Seaton, hunger temporarily assuaged, gave a full but concise summary of everything that had happened while he and Margaret were away from the
Skylark
. He then launched into a scientific dissertation, only to be interrupted by Dorothy.

‘But, Dick, it doesn’t sound reasonable that all that could
possibly
have happened to you and Peggy without our even knowing that any time at all had passed!’ she expostulated. ‘We weren’t unconscious or anything, were we, Martin? We knew what was going on all the time, didn’t we?’

‘We were at no time unconscious, and we knew at all times what was taking place around us,’ Crane made surprising but positive answer. He was seated at a visiplate, but had been listening to the story instead of studying the almost-sheer emptiness that was space. ‘And since it is a truism of Norlaminian psychology that any lapse of consciousness, of however short duration, is impressed upon the conscious of a mind of even moderate power, I feel safe in saying that for Dorothy and me, at least, no lapse of time did occur or could have occurred.’

‘There!’ Dorothy exulted. ‘You’ve got to admit that Martin knows his stuff. How are you going to get around that?’

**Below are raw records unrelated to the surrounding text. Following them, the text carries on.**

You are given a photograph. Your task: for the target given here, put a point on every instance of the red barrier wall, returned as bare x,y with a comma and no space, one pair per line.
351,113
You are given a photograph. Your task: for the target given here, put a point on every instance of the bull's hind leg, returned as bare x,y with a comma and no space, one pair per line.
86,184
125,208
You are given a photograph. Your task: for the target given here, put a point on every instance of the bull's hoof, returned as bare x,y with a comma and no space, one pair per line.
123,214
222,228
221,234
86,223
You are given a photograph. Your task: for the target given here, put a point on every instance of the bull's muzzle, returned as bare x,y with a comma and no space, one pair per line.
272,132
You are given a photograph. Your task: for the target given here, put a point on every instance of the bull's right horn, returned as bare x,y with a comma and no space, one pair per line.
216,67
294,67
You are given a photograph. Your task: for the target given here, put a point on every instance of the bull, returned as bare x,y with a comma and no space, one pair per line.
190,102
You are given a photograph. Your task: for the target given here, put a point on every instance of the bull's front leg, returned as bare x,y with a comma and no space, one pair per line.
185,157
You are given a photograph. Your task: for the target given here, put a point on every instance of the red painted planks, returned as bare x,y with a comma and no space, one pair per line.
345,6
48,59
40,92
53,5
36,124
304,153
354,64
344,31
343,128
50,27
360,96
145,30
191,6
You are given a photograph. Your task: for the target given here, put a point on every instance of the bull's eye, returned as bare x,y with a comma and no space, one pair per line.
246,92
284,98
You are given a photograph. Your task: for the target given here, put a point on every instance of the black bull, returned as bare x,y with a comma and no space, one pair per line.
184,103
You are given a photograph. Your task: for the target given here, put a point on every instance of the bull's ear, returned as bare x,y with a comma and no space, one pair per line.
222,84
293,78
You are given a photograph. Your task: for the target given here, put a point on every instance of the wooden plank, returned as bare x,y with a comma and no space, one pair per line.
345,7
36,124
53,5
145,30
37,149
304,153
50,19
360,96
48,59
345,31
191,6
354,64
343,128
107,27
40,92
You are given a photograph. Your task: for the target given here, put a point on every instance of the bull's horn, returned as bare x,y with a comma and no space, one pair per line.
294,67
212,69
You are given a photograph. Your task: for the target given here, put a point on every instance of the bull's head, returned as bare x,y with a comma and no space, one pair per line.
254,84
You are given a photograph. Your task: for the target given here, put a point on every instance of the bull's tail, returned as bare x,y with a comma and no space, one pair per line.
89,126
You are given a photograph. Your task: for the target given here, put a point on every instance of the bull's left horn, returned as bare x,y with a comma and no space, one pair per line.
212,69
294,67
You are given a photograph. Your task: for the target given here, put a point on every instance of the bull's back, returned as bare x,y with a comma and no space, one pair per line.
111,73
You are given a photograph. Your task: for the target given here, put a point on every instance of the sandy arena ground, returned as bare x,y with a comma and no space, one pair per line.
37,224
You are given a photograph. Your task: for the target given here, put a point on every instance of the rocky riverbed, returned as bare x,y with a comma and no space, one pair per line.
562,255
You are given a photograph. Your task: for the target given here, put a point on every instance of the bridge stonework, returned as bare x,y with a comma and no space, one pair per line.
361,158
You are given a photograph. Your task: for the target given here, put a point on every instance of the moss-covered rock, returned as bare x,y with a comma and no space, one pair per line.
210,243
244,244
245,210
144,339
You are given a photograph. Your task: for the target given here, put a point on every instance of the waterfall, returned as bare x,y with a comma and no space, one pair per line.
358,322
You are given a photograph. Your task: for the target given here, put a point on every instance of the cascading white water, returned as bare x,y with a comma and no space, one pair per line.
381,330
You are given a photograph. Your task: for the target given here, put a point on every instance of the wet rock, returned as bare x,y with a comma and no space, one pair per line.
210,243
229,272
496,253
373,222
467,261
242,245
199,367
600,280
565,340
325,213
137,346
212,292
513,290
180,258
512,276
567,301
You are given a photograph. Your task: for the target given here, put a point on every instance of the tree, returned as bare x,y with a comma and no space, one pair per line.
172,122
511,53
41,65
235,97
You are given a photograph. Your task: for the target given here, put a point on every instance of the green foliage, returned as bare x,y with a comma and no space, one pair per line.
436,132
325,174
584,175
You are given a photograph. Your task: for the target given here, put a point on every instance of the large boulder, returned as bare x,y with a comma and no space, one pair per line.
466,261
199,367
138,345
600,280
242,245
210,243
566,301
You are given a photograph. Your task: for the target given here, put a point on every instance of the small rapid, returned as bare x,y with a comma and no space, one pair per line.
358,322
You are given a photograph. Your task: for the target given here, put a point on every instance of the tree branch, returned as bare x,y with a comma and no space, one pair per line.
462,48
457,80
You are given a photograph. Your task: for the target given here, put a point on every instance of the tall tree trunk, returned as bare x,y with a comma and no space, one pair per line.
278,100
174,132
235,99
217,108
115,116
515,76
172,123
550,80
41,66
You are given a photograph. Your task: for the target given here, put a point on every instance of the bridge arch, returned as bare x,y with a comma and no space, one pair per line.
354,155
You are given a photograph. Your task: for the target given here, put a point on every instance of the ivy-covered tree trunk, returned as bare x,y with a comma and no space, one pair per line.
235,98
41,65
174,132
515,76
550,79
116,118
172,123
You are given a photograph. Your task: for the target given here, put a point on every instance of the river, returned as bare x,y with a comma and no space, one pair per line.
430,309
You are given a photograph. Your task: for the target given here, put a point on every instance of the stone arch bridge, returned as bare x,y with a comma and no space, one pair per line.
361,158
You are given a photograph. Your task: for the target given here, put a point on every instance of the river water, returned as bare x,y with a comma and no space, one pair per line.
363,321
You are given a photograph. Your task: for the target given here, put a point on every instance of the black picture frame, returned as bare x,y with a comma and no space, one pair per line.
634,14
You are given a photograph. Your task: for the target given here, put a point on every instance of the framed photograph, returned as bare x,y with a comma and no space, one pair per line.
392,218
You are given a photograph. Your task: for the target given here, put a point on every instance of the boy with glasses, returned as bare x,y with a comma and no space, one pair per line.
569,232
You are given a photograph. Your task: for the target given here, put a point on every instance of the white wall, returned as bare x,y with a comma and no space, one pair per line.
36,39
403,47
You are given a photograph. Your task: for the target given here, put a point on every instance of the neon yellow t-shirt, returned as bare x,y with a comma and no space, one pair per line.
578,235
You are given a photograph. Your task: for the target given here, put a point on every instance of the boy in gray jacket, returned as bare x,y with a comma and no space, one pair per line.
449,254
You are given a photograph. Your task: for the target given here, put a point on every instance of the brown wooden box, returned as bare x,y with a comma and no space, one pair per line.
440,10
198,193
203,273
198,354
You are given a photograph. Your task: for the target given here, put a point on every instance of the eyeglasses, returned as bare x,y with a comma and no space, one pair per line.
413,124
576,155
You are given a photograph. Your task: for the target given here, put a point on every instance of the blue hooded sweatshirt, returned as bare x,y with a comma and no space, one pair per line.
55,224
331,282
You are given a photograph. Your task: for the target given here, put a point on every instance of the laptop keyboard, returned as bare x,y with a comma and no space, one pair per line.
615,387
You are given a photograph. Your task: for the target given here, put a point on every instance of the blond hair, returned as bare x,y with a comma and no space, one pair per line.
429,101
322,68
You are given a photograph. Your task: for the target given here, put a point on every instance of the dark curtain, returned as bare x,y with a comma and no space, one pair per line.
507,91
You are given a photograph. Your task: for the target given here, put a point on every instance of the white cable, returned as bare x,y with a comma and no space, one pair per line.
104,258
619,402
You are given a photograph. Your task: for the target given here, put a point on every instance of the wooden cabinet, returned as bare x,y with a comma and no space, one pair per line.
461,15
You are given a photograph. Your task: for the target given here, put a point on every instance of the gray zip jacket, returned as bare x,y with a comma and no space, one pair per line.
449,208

‘Search me – wish I knew.’ Seaton frowned in thought.
‘But Mart chirped it, I think, when he said “for Dorothy and me, at least,” because for us two the time certainly lapsed, and lapsed plenty. However, Mart certainly
does
know his stuff; the old think tank is full of bubbles all the time. He doesn’t make positive statements very often, and when he does you can sink the bank roll on ’em. Therefore, since you were both conscious and time did not lapse – for you – it must have been time itself that was cuckoo instead of you. It must have stretched, or must have been stretched, like the very dickens – for you.

‘Where does that idea get us? I might think that their time was intrinsically variable, as well as being different from ours, if it was not for the regular alternation of night and day – of light and darkness, at least – that Peg and I saw, and which affected the whole country, as far as we could see. So that’s out.

‘Maybe they treated you two to a dose of suspended animation or something of the kind, since you weren’t going anywhere … Nope, that idea doesn’t carry the right earmarks, and besides it would have registered as such on Martin’s Norlaminianly psychological brain. So that’s out, too. In fact, the only thing that could deliver the goods would be a sta— but that’d be a trifle strong, even for a hyperman, I’m afraid.’

‘What would?’ demanded Margaret. ‘Anything that you would call strong ought to be worth listening to.’

‘A stasis of time. Sounds a trifle far-fetched, of course, but …’

‘But phooey!’ Dorothy exclaimed. ‘Now you
are
raving, Dick!’

‘I’m not so sure of that, at all,’ Seaton argued stubbornly. ‘They really understand time, I think, and I picked up a couple of pointers. It would take a sixth-order field … That’s it, I’m pretty sure, and that gives me an idea. If they can do it in hypertime, why can’t we do it in ours?’

‘I fail to see how such a stasis could be established,’ argued Crane. ‘It seems to me that as long as matter exists time must continue, since it is quite firmly established that time depends upon matter – or rather upon the motion in space of that which we call matter.’

‘Sure – that’s what I’m going on. Time and motion are both relative. Stop all motion – relative, not absolute motion – and what have you? You have duration without sequence or succession, which is what?’

‘That would be a stasis of time, as you say,’ Crane conceded, after due deliberation. ‘How can you do it?’